В 1972 году, насытившись морскими приключениями, многочасовыми штормами да выворачивающими душу качками, перешёл вольнонаемным в гидрографическую службу Военно-морского флота. И был направлен техником на маяк малообитаемого острова Карагинского, что в Беринговом море, на восточном побережье Камчатки.


ОСТРОВ КАРАГИНСКИЙ.
НАЧАЛО ПИСАТЕЛЬСКОЙ ОДИССЕИ

И с 1 июня 1972 года по ноябрь 1976 года жил и работал на острове. Здесь же начал писать первые произведения, иллюстрируя их собственными рисунками. По счастливой случайности встретил настоящего художника, и, как человек увлеченный, не замедлил взять уроки рисования: «Первые уроки настоящего рисунка показал на маяке «Карагинском» профессиональный художник Виктор Горницкий, а когда переехал на побережье, меня приняли в районную художественную мастерскую. Потом самостоятельно работал оформителем, достиг некоторых успехов. Опять же потому, что рядом не находилось никого, кто рисовал бы лучше.
Должен сказать – никогда не считал себя художником. Оформитель – не художник, как тесальщик камней не ювелир. Для меня оформительская работа – и с книгой тоже – способ заработка, необходимость…»
В романе «Хорошая пристань» Горницкий выведен под именем Ильи Дорофеева.
А еще самообразовывался, читая художественную литературу и штудируя книги по истории края и России, по морскому делу и географии. Брал сметкой, постигая на практике азы писательства. Интуитивно, ощупью осваивал фабулы и сюжетные линии, завязки и кульминации, детализацию и композиционное единство произведений. Помогала фотографическая память на лица и события, на детали увиденного и услышанного. О том, как жилось и работалось Борису Агееву вдали от материка и людского водоворота, можно узнать из его произведений. Часто автобиографичных, написанных в разное время.
«Доверяю непосредственному опыту, – сказал он корреспонденту газеты «Городские известия» и писателю по совместительству Тамаре Кравец, отвечая на вопрос, много ли в его произведениях сюжетов и моментов из собственного жизненного опыта. – В некоторых случаях полагаюсь на возможности сочинительства, окутанного «облаком» воображения, но и они питаются красками и деталями лично пережитого, пропускаются сквозь решета действительности.
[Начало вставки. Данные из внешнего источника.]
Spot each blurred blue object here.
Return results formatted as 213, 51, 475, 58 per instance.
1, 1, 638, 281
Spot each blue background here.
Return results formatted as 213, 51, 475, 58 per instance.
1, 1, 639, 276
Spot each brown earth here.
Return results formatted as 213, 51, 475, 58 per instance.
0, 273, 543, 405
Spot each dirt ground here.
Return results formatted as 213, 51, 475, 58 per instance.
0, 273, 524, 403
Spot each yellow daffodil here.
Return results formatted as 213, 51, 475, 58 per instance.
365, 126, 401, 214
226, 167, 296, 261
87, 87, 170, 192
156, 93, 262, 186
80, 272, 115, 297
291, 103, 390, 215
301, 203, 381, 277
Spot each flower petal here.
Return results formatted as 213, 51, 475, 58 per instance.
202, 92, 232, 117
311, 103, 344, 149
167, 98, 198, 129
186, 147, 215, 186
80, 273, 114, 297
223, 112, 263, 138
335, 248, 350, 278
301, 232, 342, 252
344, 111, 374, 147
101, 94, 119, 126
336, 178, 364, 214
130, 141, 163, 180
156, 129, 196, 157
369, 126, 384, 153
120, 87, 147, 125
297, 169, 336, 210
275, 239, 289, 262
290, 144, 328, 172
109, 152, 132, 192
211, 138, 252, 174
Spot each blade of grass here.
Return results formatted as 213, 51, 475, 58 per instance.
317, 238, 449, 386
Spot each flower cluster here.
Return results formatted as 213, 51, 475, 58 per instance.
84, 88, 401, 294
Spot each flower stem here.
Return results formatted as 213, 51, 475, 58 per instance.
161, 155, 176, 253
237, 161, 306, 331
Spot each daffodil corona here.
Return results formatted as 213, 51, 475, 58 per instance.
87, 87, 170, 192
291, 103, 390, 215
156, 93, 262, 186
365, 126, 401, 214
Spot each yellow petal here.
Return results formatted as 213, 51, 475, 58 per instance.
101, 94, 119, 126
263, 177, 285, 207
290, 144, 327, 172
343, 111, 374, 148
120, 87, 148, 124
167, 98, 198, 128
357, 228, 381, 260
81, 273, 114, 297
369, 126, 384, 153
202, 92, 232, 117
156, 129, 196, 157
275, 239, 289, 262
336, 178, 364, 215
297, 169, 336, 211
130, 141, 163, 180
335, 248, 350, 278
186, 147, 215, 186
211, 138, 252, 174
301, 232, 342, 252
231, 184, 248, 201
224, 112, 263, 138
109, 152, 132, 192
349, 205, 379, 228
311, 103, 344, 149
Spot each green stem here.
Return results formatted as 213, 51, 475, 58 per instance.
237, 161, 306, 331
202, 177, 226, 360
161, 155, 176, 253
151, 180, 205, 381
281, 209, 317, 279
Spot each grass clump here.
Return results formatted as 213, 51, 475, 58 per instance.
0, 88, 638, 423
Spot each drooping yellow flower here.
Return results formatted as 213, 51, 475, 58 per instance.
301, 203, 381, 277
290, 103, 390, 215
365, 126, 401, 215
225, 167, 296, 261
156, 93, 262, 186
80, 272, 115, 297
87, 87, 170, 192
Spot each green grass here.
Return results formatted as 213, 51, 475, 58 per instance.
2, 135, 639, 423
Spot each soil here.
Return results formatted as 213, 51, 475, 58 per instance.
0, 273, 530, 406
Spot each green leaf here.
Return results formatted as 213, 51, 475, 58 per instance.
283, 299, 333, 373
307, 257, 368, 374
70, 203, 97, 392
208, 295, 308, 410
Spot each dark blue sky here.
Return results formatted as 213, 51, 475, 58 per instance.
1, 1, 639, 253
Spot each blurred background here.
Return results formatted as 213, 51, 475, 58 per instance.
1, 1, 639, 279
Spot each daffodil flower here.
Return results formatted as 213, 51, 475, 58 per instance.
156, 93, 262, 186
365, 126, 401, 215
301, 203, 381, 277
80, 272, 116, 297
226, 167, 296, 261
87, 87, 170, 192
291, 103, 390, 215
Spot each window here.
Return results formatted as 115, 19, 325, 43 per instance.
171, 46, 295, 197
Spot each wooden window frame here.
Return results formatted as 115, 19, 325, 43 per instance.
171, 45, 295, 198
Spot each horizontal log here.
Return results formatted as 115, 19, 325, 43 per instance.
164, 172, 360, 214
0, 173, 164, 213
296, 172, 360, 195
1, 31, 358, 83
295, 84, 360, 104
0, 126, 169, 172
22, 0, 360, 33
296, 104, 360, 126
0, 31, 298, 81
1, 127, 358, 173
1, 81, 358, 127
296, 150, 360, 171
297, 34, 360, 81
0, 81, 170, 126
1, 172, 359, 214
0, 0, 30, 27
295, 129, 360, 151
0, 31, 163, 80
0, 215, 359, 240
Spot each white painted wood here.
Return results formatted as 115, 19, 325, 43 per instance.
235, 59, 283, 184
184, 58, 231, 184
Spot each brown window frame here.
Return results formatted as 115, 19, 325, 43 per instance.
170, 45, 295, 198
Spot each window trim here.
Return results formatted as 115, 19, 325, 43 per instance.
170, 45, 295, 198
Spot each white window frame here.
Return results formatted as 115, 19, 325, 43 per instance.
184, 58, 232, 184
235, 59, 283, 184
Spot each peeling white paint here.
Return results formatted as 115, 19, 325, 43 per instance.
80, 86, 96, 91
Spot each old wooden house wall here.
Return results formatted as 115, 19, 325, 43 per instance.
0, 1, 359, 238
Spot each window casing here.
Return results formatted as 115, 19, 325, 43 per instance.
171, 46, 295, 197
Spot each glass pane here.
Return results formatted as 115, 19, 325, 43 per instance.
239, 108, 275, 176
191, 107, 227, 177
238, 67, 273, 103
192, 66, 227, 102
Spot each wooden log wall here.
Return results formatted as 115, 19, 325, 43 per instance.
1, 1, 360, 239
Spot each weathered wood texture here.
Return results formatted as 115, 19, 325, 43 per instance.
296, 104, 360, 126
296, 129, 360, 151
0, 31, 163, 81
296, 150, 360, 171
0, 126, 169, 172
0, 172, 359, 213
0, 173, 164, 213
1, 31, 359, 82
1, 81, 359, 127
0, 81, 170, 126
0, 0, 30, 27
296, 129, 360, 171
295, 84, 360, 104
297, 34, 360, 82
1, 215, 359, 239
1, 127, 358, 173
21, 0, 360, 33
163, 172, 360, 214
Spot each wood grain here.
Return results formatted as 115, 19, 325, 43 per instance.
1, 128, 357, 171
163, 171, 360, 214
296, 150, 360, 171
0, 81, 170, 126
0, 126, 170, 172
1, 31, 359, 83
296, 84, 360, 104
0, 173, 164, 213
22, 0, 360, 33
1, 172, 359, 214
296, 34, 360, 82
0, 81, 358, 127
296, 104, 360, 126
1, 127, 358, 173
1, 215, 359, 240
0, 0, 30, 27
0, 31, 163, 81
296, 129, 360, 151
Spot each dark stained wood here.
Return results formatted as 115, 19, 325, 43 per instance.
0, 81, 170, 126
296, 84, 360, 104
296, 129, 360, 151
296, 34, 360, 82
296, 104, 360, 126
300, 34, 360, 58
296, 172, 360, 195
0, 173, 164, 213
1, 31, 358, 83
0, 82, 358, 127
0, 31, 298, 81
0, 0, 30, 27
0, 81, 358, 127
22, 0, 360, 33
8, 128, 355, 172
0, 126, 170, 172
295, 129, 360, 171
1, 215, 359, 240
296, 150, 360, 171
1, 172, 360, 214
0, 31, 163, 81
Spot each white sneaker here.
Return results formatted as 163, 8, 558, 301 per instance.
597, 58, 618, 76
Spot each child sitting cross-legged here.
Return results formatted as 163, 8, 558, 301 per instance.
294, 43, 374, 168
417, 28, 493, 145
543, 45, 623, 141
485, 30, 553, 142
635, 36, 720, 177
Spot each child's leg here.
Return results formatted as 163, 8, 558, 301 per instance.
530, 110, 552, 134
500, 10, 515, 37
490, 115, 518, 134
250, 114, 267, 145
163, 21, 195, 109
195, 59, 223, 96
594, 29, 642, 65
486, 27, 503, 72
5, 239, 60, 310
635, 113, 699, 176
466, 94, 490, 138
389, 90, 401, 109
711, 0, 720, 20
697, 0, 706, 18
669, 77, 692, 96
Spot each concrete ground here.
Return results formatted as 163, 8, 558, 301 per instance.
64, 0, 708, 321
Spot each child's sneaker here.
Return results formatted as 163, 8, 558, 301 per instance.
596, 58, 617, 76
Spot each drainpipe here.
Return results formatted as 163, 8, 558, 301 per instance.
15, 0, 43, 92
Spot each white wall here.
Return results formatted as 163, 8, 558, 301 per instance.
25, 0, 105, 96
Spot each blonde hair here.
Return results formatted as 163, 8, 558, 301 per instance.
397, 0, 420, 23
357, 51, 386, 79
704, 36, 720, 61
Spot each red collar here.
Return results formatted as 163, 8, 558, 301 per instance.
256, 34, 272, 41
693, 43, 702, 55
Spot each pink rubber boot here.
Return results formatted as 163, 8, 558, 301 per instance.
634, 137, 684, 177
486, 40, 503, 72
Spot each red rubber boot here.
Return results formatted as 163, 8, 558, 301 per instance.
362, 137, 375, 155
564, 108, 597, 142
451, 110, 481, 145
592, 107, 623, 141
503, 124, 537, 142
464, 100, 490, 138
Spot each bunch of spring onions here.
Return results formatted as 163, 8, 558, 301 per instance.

И невозможно ведь выдумать больше, чем предоставляет сама жизнь – сюжеты, случаи и образы. Почти все мои литературные труды в этом смысле автобиографичны».
Среди произведений, освещающих его житье-бытье во времена морских плаваний и пребывания на маяке острова Карагинского – повесть «Отпуск на острове», небольшой этюд «Остановка в океане», рассказы  «Два жакана», «Кто в море не бывал»… Впечатления этого периода жизни также позже оформятся в повесть «Дело ребячье», рассказ «Мастер спорта», в первую книгу романа-одиссеи «Хорошая пристань».
Все эти произведения и книги выйдут много лет спустя после Камчатской одиссеи Бориса Петровича. А пока он на Камчатке и не только зарабатывал на хлеб насущный, но и продолжал писать.
А я в очередной раз задумался, как же начинался процесс писательства, что первым вышло из-под пера автора, отправлял ли он свои первые рассказы и очерки в местные редакции? Писал авторучкой и чернилами или уже раздобыл где-нибудь печатную машинку типа «Ятрань», в которой добрый пуд веса?: «Первый рассказ «Река Белая ночь» написал на острове Карагинском в 1973 году. Напрочь раскритикован первым маячным читателем, после чего осенью 1974 года сел писать первую повесть «Текущая вода» (второе название «Отпуск на острове») и за полгода закончил её. Писал чернильной авторучкой на больших листах рыхлой желтоватой бумаги, которые потом склеил в блок и обложил картоном».
Непосредственным же итогом его трудов писателя и художника-оформителя на острове Карагинском, его бессонных ночей и напряженных дней стала повесть «Текущая вода», опубликованная в журнале «Юность» в 1976 году (№ 9). Ее, как отмечают исследователи творчества Агеева, «отличает художническое, поэтическое видение мира, суровой красоты северной природы, глубокий психологизм, динамичность». И как уже сообщалось выше, именно за нее Борис Петрович, которому в ту пору исполнилось 26 лет, получил и первую премию за дебют «Зеленый листок».
Главным редактором журнала был известный советский писатель Борис Полевой, который и обратил внимание на повесть Бориса Агеева «Текущая вода». Стоит отметить, что в журнале активно печатались В. Аксёнов, Ю. Поляков, Н. Носов, Е. Евтушенко, Б. Ахмадулина, А. Кузнецов, Н. Тихонов, Б. Васильев, братья Стругацкие и многие другие, ныне известные советские писатели.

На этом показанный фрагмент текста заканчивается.